I have some files in a directory with .fq extension such as NC_002755.fq NC_009525.fq NC_009565.fq NC_012943.fq NC_016768.fq NC_016934.fq NC_017026.fq NC_017522.fq NC_017523.fq NC_017524.fq NC_017528.fq NC_018078.fq NC_018143.fq NC_020089.fq NC_020559.fq NC_021054.fq NC_021192.fq NC_021193.fq NC_021194.fq NC_021251.fq NC_021740.fq NC_022350.fq.
I have created a file p.txt in the following format:
(3R)-hydroxyacyl-ACP dehydratase subunit HadA NC_021192.1
(3R)-hydroxyacyl-ACP dehydratase subunit HadB NC_017026.1
(dimethylallyl)adenosine tRNA methylthiotransferase NC_009565.1
+NC_002755.2 NC_009525.1 NC_016934.1
1,4-alpha-glucan branching protein NC_021192.1 NC_017522.1 NC
+_016934.1 NC_018078.1 NC_020089.1 NC_002755.2 NC_017524.1
+ NC_009565.1 NC_012943.1 NC_017523.1 NC_021740.1
1,4-dihydroxy-2-naphthoate octaprenyltransferase NC_016934.1 NC_
+017026.1 NC_009525.1
1,4-dihydroxy-2-naphthoyl-CoA synthase NC_018143.2 NC_009565.1
+ NC_002755.2 NC_012943.1 NC_017523.1
where NC_.... is the name of files in the directory with .fq extension.

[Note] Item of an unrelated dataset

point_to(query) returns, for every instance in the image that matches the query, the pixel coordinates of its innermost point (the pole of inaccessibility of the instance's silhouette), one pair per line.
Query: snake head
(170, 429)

I want to create a binary matrix which has all the filenames in horizontal and genes in vertical and print 1 if filename matches else print 0.
My script is :
open (FH, "p.txt");
while ($seq=<FH>)
{
@seq = split /\t/, $seq;
print @seq[0]."\t";
opendir(DIR, ".");
@files = grep(/\.fq$/,readdir(DIR));
closedir(DIR);
foreach $file (@files) {
@file1 = split /\./, $file;
$file2 = $file1[0];
$size = @files;
$file3 = $file2."\t".$file3;}
for ($i = 1; $i <= $size; $i++)
{ @seq1 = split /\./, @seq[$i];
chomp @seq1[0];
if (@seq1[0] eq $file2)
{print "1"."\t";}
else
{print "0"."\t";}
}
print "\n";
}
but this gives me incorrect output of 0's and 1's.